Slides Translator Agent

Slides Translator is an AI-powered agent designed to automatically translate the content of a Google Slides presentation into a specified language.

It leverages Large Language Models (LLMs) through the Google AI platform and uses the Google Drive and Google Slides APIs to read the original presentation and create a translated copy.

🏛️ Architecture

The agent is developed locally using the ADK (Agent Development Kit) and its web UI for testing.

Once ready, the agent code is deployed to the Vertex AI Agent Engine in the Google Cloud Platform for production use.

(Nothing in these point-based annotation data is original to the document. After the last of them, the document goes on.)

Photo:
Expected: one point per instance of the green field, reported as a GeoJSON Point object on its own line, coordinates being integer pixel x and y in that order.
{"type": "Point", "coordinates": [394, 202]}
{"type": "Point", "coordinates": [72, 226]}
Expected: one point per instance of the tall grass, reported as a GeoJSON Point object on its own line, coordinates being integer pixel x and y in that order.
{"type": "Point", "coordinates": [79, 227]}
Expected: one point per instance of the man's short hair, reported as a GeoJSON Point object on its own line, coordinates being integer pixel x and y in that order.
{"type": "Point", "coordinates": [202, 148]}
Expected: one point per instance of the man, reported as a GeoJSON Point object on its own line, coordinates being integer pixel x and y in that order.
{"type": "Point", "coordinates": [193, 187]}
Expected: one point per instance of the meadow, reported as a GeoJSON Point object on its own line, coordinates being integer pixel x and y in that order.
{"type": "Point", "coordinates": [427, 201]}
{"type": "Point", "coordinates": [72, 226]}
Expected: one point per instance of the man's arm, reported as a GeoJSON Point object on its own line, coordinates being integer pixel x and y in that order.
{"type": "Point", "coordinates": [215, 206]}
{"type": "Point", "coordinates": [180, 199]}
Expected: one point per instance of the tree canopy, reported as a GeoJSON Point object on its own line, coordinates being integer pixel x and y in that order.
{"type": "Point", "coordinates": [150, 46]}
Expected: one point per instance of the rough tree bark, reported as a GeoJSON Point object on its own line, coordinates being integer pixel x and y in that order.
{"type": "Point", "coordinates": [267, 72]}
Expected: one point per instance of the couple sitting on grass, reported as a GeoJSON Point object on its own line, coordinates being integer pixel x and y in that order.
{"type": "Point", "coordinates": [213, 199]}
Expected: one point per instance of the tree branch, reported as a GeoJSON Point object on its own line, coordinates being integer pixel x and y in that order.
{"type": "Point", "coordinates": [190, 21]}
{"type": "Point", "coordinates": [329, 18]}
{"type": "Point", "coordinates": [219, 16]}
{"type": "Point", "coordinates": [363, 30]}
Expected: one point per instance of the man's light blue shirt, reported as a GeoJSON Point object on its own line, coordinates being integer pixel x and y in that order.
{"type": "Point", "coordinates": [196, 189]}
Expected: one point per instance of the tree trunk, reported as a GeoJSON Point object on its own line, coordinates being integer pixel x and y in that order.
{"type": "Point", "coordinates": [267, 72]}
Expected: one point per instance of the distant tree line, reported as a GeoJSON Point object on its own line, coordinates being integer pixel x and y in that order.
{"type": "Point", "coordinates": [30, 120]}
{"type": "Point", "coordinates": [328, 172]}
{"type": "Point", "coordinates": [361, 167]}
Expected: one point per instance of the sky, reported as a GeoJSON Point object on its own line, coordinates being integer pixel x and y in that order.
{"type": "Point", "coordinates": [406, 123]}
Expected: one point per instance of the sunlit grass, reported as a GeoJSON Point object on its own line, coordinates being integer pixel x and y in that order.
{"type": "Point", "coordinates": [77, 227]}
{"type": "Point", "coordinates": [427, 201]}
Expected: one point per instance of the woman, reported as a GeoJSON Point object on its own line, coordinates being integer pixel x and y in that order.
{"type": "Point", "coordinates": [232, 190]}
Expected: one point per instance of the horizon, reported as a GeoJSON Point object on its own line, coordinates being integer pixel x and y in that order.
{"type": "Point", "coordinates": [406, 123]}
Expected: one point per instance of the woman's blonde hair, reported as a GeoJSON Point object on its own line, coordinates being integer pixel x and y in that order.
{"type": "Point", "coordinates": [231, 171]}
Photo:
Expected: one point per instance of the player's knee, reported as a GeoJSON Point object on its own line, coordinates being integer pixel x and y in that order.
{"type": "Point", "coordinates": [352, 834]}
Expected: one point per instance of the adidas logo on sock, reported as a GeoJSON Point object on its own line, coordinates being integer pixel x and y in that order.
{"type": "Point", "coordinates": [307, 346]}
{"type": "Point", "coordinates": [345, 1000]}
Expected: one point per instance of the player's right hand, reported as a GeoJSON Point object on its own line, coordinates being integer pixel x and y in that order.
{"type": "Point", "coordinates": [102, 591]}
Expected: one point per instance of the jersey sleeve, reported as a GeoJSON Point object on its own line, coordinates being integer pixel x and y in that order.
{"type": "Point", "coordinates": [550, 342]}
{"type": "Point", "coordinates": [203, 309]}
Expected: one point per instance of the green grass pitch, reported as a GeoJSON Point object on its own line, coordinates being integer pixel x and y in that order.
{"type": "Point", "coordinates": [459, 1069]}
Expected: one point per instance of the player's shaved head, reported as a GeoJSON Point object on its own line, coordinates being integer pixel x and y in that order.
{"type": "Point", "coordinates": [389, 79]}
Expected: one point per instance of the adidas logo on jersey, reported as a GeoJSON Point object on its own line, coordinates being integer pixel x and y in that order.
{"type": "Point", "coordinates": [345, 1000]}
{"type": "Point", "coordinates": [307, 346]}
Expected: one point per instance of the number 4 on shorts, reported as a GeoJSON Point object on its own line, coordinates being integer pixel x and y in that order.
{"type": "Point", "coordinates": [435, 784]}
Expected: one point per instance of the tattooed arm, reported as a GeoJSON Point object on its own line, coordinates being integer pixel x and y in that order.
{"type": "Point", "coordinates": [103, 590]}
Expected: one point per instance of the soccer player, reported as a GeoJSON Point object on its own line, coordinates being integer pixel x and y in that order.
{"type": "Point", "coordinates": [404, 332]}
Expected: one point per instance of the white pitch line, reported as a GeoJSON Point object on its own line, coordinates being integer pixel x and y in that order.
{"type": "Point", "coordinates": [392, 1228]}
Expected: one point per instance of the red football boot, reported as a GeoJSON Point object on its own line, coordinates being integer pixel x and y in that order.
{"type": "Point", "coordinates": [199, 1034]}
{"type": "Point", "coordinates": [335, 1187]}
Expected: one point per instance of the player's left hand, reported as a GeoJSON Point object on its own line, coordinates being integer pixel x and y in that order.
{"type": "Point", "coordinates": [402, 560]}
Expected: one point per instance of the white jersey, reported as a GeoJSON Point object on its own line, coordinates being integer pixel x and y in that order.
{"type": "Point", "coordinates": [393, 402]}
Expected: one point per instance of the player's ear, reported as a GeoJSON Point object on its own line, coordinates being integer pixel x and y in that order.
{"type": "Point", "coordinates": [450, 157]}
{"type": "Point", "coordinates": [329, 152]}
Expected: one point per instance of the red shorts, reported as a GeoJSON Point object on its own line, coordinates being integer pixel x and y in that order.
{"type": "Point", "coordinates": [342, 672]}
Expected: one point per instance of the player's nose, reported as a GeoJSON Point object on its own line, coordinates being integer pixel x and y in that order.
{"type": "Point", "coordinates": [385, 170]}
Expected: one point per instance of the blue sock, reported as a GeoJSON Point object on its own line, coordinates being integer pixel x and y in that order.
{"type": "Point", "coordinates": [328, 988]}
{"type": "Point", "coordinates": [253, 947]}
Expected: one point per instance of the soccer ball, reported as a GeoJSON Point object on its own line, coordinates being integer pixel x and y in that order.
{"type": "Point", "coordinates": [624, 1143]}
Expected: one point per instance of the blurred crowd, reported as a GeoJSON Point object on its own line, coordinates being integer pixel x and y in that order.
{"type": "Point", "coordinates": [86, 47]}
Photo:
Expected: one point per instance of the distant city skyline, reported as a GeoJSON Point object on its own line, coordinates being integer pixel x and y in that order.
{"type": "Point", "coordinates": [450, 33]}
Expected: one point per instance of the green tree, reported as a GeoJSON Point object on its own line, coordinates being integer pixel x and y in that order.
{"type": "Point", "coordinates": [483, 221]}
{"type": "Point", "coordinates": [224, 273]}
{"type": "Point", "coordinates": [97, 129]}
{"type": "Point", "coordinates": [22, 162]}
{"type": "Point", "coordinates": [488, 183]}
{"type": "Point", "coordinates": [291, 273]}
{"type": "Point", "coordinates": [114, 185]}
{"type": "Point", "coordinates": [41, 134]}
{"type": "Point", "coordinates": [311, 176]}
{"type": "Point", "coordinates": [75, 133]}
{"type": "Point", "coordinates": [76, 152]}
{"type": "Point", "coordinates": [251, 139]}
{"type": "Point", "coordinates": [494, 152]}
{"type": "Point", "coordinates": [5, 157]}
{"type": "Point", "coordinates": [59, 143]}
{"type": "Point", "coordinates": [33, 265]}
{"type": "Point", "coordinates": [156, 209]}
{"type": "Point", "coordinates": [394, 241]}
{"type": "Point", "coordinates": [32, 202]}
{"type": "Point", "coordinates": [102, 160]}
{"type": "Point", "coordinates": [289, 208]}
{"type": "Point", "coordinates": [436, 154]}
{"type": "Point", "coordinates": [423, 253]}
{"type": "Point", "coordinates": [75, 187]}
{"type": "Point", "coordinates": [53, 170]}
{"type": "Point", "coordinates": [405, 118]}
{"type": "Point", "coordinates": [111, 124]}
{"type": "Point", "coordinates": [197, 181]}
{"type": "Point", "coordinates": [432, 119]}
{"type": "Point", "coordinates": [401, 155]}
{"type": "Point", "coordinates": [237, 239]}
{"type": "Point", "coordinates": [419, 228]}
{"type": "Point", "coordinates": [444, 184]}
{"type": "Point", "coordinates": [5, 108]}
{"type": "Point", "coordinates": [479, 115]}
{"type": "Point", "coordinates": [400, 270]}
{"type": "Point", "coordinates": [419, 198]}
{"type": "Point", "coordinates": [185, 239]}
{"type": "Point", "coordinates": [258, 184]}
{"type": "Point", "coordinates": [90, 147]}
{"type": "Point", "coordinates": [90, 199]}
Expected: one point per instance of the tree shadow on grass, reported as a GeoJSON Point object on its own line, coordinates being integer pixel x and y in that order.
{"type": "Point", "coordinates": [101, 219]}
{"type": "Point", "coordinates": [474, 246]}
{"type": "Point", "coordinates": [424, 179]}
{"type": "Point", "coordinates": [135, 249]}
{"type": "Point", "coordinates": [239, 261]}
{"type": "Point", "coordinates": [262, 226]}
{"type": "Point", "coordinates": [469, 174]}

In the production environment:

Users interact with the agent through the Gemini Enterprise.
The Vertex AI Agent Engine orchestrates the workflow.
It authenticates using OAuth Credentials to access Google Workspace APIs.
It interacts with Google Drive API and Google Slides API to read the original presentation and create a translated copy.
It leverages a Gemini Model to perform the text translation.

✨ Features

Google Slides & Drive Integration: Securely authenticates with Google services using OAuth2 to access presentations.
Automated Presentation Copying: Creates a new, translated version of the presentation in your Google Drive, preserving the original.
Content Translation: Extracts and translates all text elements within the slides.
Context-Awareness: Allows users to provide additional context (e.g., "this is a technical presentation") to improve translation quality.
Agent-based Architecture: Built using the google-adk framework for a modular and robust design.
Configurable: Allows setting the underlying LLM models for the agent and translation tasks via environment variables.
Concurrent Operations: Utilizes concurrent workers for faster text translation and slide updates.

🖼️ Screenshots

Here are a few screenshots of the Slides Translator Agent in action:

1. ADK Web UI (development):

2. Gemini Enterprise (production):

⚙️ Setup & Installation

Clone the repository:

git clone https://github.com/fmind/slides-translator-agent
cd slides-translator-agent

Install project and hooks: This project uses just as a command runner and uv for package management.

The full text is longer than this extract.